Soil productivity does not always equate to more deer. Look at our MDC harvest map and you will see the counties with highest harvest generally are timbered more and have more cover. Best soil productivity is along the river and NW Missouri. But, due to loss of CRP and loss of other cover there are no longer the numbers of deer like there was 5 years ago.
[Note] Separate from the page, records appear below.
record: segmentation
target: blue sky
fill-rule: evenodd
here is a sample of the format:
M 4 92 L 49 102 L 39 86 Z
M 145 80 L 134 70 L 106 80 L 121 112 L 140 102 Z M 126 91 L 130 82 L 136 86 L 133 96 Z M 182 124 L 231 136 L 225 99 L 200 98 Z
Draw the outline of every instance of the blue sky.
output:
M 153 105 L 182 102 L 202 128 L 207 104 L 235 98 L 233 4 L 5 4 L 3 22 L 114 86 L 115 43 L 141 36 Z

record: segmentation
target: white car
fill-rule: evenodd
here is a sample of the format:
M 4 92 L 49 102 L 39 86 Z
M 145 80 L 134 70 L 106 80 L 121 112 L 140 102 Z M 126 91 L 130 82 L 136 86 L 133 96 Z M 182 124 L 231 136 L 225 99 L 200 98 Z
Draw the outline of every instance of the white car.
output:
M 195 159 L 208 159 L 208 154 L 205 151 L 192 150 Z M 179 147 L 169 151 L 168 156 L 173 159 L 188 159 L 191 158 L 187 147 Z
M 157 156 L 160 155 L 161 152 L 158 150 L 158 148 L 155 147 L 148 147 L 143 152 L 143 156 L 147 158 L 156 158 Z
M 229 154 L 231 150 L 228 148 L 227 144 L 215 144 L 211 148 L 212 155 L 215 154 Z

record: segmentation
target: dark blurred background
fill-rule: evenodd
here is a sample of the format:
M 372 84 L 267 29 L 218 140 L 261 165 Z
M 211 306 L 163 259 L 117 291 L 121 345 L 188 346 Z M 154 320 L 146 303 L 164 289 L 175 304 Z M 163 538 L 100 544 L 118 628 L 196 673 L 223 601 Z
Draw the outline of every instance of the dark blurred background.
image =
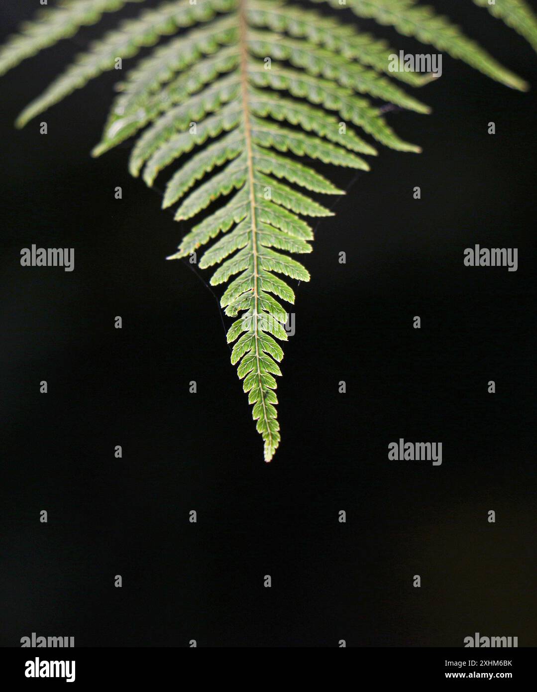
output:
M 117 73 L 12 127 L 102 28 L 1 80 L 4 646 L 36 632 L 77 646 L 462 646 L 476 631 L 537 645 L 537 57 L 469 0 L 448 4 L 534 89 L 444 54 L 442 78 L 415 92 L 433 115 L 388 115 L 424 153 L 330 172 L 348 194 L 327 199 L 337 215 L 305 258 L 270 464 L 215 297 L 164 260 L 188 226 L 129 176 L 128 145 L 89 156 Z M 3 35 L 38 6 L 2 3 Z M 33 243 L 74 247 L 75 271 L 21 267 Z M 475 244 L 518 248 L 518 271 L 464 267 Z M 442 441 L 442 465 L 389 461 L 399 437 Z

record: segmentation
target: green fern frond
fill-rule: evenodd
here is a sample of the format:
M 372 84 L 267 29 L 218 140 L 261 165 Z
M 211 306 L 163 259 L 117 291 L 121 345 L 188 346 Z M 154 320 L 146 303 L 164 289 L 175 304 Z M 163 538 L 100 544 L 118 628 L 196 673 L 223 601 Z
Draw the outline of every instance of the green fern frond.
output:
M 520 91 L 528 89 L 524 80 L 500 65 L 449 19 L 437 15 L 433 8 L 418 4 L 418 0 L 348 0 L 345 5 L 340 5 L 339 0 L 326 1 L 335 9 L 350 8 L 358 17 L 393 26 L 403 36 L 412 36 L 421 43 L 445 51 L 507 86 Z
M 0 48 L 0 74 L 104 12 L 143 1 L 60 0 Z M 526 88 L 417 0 L 347 0 L 346 6 L 508 86 Z M 498 0 L 495 6 L 495 16 L 535 45 L 535 20 L 521 0 Z M 168 259 L 199 251 L 200 268 L 212 268 L 210 283 L 226 284 L 221 304 L 234 318 L 227 334 L 234 345 L 231 361 L 244 380 L 267 462 L 280 439 L 275 390 L 283 358 L 278 341 L 287 340 L 282 303 L 294 303 L 290 280 L 309 280 L 306 267 L 290 255 L 311 251 L 308 217 L 332 214 L 312 195 L 343 194 L 316 166 L 369 170 L 363 157 L 377 152 L 367 137 L 419 152 L 394 131 L 377 101 L 429 111 L 405 89 L 431 75 L 391 72 L 397 51 L 334 14 L 284 0 L 169 0 L 93 43 L 17 121 L 21 127 L 113 69 L 118 59 L 154 46 L 118 85 L 92 154 L 135 138 L 129 171 L 149 186 L 174 167 L 163 207 L 177 205 L 175 219 L 189 221 L 190 230 Z
M 489 4 L 489 0 L 473 1 L 480 7 L 486 7 L 493 17 L 504 21 L 537 51 L 537 17 L 524 0 L 497 0 L 493 5 Z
A few years ago I lived in North Dakota and the soil was higher in organic carbon than I have ever seen in Missouri even along the Malta Bend farms and due to lack of cover - there was no where for a deer to hide....now I will say with healthier soil usually equates a fatter, larger framed deer. There are quite a few Whitetail strains and generally the principle is the farther north you travel the larger the frame. Same thing with furbearers.....a coon trapper from Georgia or Texas should travel up and catch a northern MN or Canada coon - they will be in for a shock. I kept one of my 49" coons I caught from North Dakota - I had never seen such a mammoth.
Good job on the doe - looks like nice eating....I get tired of cleaning deer after a while.
I agree with most of your post but soil fertility is the base for better quality habitat...and ultimately better populations. But, there are for sure other factors at play. Critters need food, water, cover, and space in an optimum arrangement. Other factors include things such as hunting pressure and diseases such as EHD/CWD.
Also, some good deer populations exist in prairie type habitat in states such as Kansas, Nebraska, and the Dakota's. Not much timber there?
Bergman's Rule is farther north - bigger body concept you referenced.